Dear Santa,
First, thank you for bringing me everything I wanted last year. I was really surprised to find that sparkly bracelet and red Jimmy Choo shoes under the tree! Your elves do nice work! I imagine this finds you pretty busy. You probably have a lot on your plate, and I'm sure Mrs. Claus is having a hard time keeping the elves stocked up with energy cookies while they hammer away in your workshop. I also suspect it's cold as the dickens up there. I always wonder whether that makes Rudolph's nose redder than usual. Does it?
Anyway, I want you to know that I have been very good, so I hope I can get some of what I want this year. I know you have a lot of letters to read, so I've tried to keep mine short.
First, I would like the Affordable Care Act (or whatever replacement is put in place) to get affordable again. It's pretty nice that patients with pre-existing conditions can get insurance, but its gotten too expensive. I hope you can fix that.
Second, I would like some really effective new drugs for patients with cancer that don't cost an arm and a leg. In fact, if you could do something about the cost of all drugs, it would be pretty great!
Third, I would really like some reimbursement reform so that doctors who do nonprocedural medicine can stay in business. We have lots and lots of cancer survivors who need these providers.

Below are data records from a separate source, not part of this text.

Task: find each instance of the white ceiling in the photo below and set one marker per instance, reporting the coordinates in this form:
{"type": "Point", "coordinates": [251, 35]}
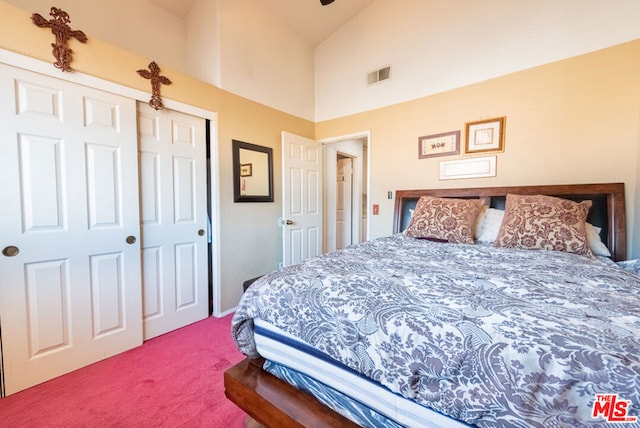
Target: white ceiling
{"type": "Point", "coordinates": [306, 18]}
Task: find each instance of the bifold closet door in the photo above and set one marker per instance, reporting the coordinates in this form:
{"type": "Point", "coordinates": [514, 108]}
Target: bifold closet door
{"type": "Point", "coordinates": [173, 185]}
{"type": "Point", "coordinates": [70, 281]}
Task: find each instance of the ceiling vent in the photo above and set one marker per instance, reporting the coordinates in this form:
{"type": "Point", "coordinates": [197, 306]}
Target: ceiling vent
{"type": "Point", "coordinates": [379, 75]}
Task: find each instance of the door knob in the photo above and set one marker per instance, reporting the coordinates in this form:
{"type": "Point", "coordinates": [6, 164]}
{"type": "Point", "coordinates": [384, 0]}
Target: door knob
{"type": "Point", "coordinates": [10, 251]}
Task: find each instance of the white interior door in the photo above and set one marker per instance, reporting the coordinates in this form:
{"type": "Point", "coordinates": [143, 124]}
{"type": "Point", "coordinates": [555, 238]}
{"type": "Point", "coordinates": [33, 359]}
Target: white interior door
{"type": "Point", "coordinates": [70, 288]}
{"type": "Point", "coordinates": [302, 198]}
{"type": "Point", "coordinates": [173, 187]}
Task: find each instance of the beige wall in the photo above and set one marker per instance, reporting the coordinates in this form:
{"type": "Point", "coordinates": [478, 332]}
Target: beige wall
{"type": "Point", "coordinates": [250, 239]}
{"type": "Point", "coordinates": [572, 121]}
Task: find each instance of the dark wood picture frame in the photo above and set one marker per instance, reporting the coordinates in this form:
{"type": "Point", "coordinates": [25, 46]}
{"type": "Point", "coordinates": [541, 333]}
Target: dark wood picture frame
{"type": "Point", "coordinates": [260, 175]}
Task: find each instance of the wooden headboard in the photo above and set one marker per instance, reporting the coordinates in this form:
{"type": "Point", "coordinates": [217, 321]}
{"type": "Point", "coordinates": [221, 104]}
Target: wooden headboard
{"type": "Point", "coordinates": [607, 210]}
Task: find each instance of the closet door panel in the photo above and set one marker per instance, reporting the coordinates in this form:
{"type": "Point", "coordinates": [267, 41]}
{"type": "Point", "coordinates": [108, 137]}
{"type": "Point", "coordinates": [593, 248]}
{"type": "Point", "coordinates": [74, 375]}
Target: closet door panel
{"type": "Point", "coordinates": [70, 292]}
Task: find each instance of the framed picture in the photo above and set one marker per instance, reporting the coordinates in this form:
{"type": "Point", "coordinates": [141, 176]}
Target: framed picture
{"type": "Point", "coordinates": [245, 170]}
{"type": "Point", "coordinates": [468, 168]}
{"type": "Point", "coordinates": [485, 136]}
{"type": "Point", "coordinates": [445, 144]}
{"type": "Point", "coordinates": [252, 172]}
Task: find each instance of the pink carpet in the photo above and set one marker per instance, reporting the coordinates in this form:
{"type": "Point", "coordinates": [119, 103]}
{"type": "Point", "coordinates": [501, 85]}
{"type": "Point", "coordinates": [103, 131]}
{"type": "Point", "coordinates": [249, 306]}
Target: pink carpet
{"type": "Point", "coordinates": [175, 380]}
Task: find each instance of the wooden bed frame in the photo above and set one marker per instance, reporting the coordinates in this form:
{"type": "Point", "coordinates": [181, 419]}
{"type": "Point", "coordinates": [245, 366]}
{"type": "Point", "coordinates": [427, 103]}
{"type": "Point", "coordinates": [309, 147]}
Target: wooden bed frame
{"type": "Point", "coordinates": [272, 402]}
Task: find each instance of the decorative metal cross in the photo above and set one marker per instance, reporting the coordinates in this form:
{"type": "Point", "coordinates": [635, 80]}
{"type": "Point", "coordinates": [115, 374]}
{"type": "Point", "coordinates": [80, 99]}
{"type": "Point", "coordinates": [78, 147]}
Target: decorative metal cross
{"type": "Point", "coordinates": [156, 80]}
{"type": "Point", "coordinates": [60, 28]}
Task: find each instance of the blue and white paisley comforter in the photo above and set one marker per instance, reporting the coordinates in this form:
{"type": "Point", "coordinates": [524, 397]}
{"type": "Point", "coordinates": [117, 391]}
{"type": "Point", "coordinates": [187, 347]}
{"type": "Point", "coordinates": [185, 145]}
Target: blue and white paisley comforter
{"type": "Point", "coordinates": [490, 336]}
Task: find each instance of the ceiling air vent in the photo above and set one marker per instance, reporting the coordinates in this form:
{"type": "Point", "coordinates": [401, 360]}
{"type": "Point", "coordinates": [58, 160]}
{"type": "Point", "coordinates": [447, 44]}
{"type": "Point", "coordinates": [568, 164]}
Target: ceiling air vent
{"type": "Point", "coordinates": [379, 75]}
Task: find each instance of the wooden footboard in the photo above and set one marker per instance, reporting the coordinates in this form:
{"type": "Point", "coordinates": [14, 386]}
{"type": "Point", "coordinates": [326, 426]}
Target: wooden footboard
{"type": "Point", "coordinates": [273, 402]}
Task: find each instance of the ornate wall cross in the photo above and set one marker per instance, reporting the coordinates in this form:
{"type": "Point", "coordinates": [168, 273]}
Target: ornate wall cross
{"type": "Point", "coordinates": [60, 28]}
{"type": "Point", "coordinates": [156, 80]}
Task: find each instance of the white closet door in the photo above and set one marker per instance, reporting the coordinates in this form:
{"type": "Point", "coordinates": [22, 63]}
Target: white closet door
{"type": "Point", "coordinates": [173, 185]}
{"type": "Point", "coordinates": [70, 282]}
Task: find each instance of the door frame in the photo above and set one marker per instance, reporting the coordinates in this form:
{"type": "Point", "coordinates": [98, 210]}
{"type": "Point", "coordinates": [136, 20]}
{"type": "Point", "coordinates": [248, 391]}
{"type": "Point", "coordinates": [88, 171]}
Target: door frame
{"type": "Point", "coordinates": [330, 177]}
{"type": "Point", "coordinates": [38, 66]}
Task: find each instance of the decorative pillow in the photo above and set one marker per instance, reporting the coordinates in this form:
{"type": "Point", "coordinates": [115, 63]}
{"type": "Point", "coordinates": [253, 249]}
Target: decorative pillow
{"type": "Point", "coordinates": [596, 245]}
{"type": "Point", "coordinates": [539, 222]}
{"type": "Point", "coordinates": [489, 225]}
{"type": "Point", "coordinates": [451, 220]}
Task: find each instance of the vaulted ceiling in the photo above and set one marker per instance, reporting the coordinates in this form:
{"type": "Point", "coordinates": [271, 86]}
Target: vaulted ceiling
{"type": "Point", "coordinates": [306, 18]}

Next, assuming you have enough room in your sleigh, I hope you can bring some bundles of cash for doctors who are struggling to meet the Centers for Medicare & Medicaid Services requirements like MACRA (Medicare Access and CHIP Reauthorization Act of 2015). Some practices are going to have a hard time with this and they need some help.
Finally, could you please send the Department of Health & Human Services a message? Complying with HIPAA has become more and more ridiculous, and they really need to take another look at this. You're a pretty influential guy, so a note from you might be pretty effective. Think about it: if you break your ankle going down somebody's chimney and need to visit an emergency room down here on Christmas Eve, it would be great if your doctor at the North Pole could be contacted with a simple email rather than struggling with a “secure” envelope.
Well, that about does it for me. I hope you don't think I'm too greedy, and I promise to understand if you can't get me everything I want. In the meantime, I wish you, Mrs. Claus, all your elves, and even the reindeer all the joy and blessings this season can bring. And please take a vacation soon. I suspect you need it!